Dir-se-ia mais um título na senda
de “Lacrymae” ou “The Weeping White Room”. Mas, em nota introdutória, Bent
Sorensen (n. 1958) explica como lhe chegou literalmente às mãos o batismo de “It is Pain Flowing Down Softly on a White
Wall”, constituinte central deste programa concebido pelo acordeonista Frode
Haltli, e que tem como complemento “Air” e “Three Little Nocturnes”, de Hans
Abrahamsen (n. 1952): “Este título deu-mo uma senhora húngara, em agosto de
2008, após o festival Arcus Temporum, em Pannonhalma. Colocou-me na mão um
papel com a frase, dizendo que era um verso de um poeta húngaro de que se tinha
recordado ao escutar peças minhas. Decidi logo que poderia servir para designar
uma obra”. Agora, ao apresentar o disco, Paul Griffiths sugere que não se
encontra equivalência direta entre a frase específica e o “corpus de
poesia húngara” propriamente dito, apesar de Miklós Radnóti (de “Escorre uma
agonia carmesim pelas paredes da casa/ que cintilam”) ou János Pilinszky (de “Eu
mancho a parede com o meu choro”) dela se aproximarem. Mais do que concluir que
alguma coisa se terá perdido, ou achado, na tradução, Griffiths deduz que, num
processo que se assemelha à prática composicional de Sorensen, a espectadora terá
estabelecido um vínculo entre duas imagens distintas que guardava na mente e
que não possuíam qualquer relação entre si – que não pelo motivo comum da
parede e da lamentação, e pelo modo em que na memória coletiva ressoa a justaposição
desse par de elementos.
Griffiths não o refere, mas tudo isto se avizinha daquela
célebre declaração de Nordheim acerca da música de Sorensen (na foto, à esquerda): “Lembra-me
qualquer coisa que nunca ouvi!” Outro impulso não o guiará.

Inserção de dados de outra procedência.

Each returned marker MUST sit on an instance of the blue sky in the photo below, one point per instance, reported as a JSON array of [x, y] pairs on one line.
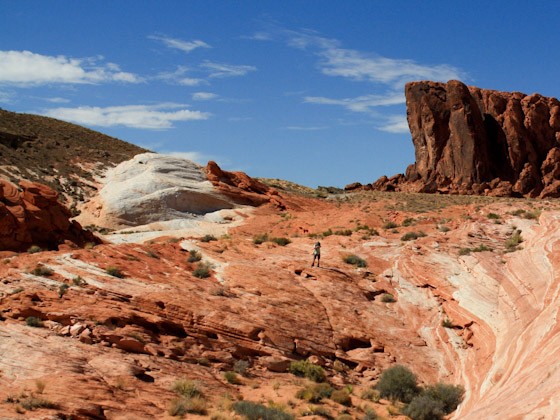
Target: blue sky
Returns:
[[308, 91]]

Numa entrevista ao
site Bachtrack, quando o assunto chegou à questão das influências, o
dinamarquês respondeu assim: “A influência não é coisa que se escolha. Pode afirmar-se
até que eu e o conjunto das minhas influências nos escolhemos um ao outro. É
sempre um enigma, mas não andarei longe da verdade se disser que nunca me deixo
influenciar por algo que não pareça já, de alguma maneira, previamente influenciado
por mim – pelo que faço, pelo que penso. Coisas que tocam os enigmas que tenho
em mim e que neles se dissolvem.” Vive de encontros e desencontros desses, “It is Pain Flowing Down Softly on a White
Wall” (para acordeão e orquestra de cordas), onde, pelo ar, dançam partículas
de ‘My One and Only Love’ (Wood/Mellin), de ‘Vuelvo al Sur’ (Piazzolla) ou de
Haydn, mas em total desintegração, capazes de lembrar aquela frase de William
Basinski: “O mundo acabou há 2000 anos – isto é só o pó a assentar”.